Methods: Expression vector containing ICOSIg (p-Adeno-ICOSIg) was constructed by fusion of human ICOS and IgGFc segment. Adenovirus vector was digested by PacI enzyme and transfected into HEK 293 cells. Adenovirus expressing ICOSIg was produced. EGFP was constructed into adenovirus vector and used as control. EAM was induced in Lewis rats by injection of porcine cardiac myosin. All immunized Lewis rats were divided into 4 groups. Group A (n = 15) and B (n = 15) received adenovirus containing ICOSIg on day 0 and day 14 respectively to study the effects of costimulatory molecules gene therapy on T cell activation and inflammation; group C (n = 10) and group D (n = 10) received adenovirus containing EGFP on day 0 and day 14 respectively as controls. Group E (n = 10) was normal controls that did not receive immunization. On day 28, all rats were killed after echocardiography examination. Histopathological examination was performed to observe myocardial inflammation. Protein levels of ICOS, ICOSL, B7-1 and B7-2 were detected by Western blot. INF-gamma, IL-2 and IL-4 mRNA were determined by realtime RT-PCR.

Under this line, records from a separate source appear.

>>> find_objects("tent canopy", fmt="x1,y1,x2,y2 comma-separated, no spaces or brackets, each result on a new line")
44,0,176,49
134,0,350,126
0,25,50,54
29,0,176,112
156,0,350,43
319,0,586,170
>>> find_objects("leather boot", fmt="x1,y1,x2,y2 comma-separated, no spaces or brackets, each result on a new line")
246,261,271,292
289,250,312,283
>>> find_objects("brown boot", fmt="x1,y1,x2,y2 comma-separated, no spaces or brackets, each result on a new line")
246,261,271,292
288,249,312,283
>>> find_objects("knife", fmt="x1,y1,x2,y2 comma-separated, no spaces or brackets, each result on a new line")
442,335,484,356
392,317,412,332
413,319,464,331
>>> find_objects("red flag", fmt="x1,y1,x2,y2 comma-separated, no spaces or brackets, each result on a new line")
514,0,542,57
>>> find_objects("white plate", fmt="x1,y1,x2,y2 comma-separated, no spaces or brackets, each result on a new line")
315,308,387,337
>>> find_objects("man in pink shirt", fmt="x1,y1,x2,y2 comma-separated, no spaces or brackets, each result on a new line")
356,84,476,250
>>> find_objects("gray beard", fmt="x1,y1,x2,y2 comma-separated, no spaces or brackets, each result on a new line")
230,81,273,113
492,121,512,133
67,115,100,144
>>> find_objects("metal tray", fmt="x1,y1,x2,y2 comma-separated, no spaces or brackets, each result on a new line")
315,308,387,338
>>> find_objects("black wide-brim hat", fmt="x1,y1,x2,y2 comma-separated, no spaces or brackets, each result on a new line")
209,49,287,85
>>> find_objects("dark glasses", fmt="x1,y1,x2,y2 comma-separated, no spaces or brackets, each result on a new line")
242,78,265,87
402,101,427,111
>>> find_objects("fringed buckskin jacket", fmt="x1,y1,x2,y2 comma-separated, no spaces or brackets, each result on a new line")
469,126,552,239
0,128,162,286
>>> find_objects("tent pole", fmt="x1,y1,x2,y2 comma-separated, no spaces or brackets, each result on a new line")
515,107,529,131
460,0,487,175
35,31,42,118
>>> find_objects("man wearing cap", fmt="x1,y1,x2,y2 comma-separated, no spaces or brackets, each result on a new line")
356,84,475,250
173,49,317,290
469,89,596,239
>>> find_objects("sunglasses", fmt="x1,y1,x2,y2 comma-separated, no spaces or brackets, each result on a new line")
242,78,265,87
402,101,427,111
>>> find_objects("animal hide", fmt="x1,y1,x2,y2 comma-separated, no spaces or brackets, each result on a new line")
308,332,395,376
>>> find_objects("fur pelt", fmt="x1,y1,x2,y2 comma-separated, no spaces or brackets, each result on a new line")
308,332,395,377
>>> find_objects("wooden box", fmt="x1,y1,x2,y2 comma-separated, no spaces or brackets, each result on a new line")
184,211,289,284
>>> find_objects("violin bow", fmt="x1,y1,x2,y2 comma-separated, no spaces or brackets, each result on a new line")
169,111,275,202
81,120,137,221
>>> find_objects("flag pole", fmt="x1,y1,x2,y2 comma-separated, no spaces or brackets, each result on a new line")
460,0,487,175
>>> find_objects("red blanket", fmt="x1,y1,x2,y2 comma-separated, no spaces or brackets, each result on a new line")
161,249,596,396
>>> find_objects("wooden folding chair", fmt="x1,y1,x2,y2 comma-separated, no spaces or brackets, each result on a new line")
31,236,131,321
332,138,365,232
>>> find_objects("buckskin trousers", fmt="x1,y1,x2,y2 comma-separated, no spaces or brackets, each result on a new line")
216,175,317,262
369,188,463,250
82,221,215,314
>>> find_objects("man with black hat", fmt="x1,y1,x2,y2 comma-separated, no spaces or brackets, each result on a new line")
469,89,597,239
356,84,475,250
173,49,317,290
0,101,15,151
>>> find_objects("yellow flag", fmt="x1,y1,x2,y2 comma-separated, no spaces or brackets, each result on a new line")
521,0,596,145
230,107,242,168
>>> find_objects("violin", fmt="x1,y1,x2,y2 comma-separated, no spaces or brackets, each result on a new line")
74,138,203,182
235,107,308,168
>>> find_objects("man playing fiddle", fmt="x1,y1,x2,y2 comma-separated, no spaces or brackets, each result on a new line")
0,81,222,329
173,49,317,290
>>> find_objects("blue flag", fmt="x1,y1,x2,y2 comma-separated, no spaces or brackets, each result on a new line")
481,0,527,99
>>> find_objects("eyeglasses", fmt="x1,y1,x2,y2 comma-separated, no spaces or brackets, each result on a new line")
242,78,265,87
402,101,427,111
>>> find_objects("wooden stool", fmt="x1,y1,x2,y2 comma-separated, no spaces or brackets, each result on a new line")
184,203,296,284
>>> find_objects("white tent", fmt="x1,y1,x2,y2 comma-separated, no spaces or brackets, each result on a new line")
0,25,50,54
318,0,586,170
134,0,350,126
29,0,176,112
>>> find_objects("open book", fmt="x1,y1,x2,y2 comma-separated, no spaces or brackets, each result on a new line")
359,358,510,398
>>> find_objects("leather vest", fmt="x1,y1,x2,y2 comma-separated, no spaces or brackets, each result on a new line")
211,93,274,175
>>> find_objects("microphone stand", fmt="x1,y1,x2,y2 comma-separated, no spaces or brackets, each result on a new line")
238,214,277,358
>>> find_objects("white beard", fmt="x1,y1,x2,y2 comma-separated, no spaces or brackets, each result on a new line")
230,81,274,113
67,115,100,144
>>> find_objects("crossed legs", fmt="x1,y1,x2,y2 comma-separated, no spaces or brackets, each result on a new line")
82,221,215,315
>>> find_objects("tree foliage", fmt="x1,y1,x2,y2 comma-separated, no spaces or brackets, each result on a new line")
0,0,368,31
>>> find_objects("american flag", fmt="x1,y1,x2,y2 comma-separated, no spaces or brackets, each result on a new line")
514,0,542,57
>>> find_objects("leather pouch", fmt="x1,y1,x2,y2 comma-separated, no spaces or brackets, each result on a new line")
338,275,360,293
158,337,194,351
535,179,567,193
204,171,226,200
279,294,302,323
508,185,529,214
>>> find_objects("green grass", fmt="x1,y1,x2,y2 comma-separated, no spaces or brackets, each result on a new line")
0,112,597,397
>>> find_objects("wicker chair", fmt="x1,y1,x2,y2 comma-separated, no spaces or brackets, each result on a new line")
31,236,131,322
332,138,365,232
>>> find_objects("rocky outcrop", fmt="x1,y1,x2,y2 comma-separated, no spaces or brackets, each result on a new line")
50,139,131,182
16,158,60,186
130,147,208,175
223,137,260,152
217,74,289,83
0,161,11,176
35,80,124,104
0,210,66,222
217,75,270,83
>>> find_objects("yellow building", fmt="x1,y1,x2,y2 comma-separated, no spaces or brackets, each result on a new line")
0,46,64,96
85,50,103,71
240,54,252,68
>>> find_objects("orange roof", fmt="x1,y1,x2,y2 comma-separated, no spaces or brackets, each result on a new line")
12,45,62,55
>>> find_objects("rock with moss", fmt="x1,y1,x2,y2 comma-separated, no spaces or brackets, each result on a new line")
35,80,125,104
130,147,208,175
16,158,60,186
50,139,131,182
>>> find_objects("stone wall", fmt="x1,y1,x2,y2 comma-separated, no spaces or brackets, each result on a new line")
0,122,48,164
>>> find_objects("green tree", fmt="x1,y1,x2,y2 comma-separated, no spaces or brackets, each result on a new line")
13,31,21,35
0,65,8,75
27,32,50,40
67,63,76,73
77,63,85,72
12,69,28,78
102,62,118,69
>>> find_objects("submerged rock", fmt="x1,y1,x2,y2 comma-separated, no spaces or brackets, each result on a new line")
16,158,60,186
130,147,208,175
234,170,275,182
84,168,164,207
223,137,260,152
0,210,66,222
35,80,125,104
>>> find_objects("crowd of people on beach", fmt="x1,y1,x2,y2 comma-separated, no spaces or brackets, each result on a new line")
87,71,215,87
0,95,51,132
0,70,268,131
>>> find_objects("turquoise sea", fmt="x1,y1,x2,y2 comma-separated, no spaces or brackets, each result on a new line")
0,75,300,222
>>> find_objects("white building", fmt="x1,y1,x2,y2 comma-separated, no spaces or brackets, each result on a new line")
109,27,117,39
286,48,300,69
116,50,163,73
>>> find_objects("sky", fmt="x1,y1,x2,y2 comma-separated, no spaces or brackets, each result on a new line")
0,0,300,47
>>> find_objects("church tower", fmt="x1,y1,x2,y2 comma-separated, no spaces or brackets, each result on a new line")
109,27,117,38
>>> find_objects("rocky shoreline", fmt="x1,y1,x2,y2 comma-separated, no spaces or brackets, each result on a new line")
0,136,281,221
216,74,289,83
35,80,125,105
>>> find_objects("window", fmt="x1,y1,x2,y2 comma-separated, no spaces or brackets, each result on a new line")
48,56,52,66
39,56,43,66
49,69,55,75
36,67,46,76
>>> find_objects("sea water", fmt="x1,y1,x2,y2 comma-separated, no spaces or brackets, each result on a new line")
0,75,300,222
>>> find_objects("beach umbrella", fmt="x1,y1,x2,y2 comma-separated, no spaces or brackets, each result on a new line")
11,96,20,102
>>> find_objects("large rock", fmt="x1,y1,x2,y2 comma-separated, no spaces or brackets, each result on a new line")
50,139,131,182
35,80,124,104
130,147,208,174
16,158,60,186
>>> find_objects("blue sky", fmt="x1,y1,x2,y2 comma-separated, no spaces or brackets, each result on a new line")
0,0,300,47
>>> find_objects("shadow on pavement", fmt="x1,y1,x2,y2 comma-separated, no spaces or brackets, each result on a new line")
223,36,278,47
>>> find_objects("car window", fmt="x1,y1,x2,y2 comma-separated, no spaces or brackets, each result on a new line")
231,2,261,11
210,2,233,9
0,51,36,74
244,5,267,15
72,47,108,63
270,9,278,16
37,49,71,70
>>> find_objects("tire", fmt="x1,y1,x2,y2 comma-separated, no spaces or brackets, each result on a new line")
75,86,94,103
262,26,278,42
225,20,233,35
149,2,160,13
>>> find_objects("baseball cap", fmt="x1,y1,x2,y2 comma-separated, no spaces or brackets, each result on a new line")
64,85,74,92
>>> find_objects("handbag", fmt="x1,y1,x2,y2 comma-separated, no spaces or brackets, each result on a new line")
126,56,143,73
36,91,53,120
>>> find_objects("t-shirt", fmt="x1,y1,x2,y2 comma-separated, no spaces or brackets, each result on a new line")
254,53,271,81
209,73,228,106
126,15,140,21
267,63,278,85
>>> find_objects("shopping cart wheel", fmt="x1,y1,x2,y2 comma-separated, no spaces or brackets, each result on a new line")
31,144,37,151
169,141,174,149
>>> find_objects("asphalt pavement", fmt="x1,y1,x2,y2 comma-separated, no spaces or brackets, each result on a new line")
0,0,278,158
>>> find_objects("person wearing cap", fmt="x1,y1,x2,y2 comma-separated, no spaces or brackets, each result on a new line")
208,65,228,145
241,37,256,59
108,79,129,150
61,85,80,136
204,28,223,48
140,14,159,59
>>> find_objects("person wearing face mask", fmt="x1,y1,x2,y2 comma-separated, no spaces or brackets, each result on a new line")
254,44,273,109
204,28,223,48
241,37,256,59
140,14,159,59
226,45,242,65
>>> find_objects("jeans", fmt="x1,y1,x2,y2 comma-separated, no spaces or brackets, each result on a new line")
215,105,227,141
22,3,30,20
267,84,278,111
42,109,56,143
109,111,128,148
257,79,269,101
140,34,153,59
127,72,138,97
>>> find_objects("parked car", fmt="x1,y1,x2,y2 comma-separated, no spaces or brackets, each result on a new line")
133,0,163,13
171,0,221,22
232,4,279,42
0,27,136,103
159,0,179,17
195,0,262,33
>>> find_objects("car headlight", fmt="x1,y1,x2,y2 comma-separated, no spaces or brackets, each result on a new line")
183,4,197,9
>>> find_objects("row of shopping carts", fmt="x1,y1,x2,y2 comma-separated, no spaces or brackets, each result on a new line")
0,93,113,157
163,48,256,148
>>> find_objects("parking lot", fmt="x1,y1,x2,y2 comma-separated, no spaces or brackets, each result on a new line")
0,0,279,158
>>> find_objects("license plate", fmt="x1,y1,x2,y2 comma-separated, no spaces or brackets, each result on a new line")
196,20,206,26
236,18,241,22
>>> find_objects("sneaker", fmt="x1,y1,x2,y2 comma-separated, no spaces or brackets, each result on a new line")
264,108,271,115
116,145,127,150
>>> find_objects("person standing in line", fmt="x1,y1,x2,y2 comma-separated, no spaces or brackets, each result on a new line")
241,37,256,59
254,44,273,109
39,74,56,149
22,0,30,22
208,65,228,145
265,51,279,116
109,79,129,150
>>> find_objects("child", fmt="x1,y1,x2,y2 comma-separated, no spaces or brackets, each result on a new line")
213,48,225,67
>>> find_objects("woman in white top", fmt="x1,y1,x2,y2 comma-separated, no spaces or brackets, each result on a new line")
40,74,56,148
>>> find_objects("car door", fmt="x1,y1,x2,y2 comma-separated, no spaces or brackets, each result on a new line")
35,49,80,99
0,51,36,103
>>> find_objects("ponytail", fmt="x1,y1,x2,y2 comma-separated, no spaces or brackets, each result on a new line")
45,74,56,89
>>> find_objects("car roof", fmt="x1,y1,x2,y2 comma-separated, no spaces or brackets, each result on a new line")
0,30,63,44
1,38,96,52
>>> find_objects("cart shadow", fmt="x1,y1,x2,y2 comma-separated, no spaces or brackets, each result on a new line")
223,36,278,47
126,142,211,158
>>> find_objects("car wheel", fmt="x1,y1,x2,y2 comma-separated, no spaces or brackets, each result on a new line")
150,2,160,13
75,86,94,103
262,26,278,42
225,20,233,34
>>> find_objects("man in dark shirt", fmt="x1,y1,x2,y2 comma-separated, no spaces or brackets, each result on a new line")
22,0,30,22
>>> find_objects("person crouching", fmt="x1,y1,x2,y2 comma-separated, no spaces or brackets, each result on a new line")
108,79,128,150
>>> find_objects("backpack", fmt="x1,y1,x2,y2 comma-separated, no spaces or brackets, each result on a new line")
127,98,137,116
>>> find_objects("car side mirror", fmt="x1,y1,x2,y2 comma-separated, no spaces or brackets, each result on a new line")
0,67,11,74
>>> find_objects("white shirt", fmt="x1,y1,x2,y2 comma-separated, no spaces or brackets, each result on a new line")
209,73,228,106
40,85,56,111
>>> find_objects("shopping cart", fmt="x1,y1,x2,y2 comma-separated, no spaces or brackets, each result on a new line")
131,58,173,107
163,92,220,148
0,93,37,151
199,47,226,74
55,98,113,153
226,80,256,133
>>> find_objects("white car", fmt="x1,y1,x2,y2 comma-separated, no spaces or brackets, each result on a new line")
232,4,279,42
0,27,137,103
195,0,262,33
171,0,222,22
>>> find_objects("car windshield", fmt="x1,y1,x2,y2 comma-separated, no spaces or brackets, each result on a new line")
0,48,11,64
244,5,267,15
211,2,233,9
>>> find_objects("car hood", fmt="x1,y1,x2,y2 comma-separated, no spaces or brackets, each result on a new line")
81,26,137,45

Results: On day 28, cardiac function was significantly improved and myocardial inflammation significantly attenuated in group B compared to group A, C and D (all P < 0.05). B7-1 expression at protein level was significantly lower in group B than that of group C (P < 0.05). ICOS and ICOSL expressions at protein level were significantly decreased in both group A and B compared with group C and D (P < 0.05). IFN-gamma mRNA level significantly decreased and IL-4 mRNA significantly increased in group A and B compared to group C and D (P < 0.05).
Conclusions: Blockade of costimulatory pathway with gene therapy of ICOSIg alleviated autoimmune inflammatory damage and improved cardiac function in Lewis rats with EAM. Down-regulated costimulatory molecules in the myocardium and reduced inflammatory cytokine secretion might be responsible for the beneficial effects of ICOSIg in this model.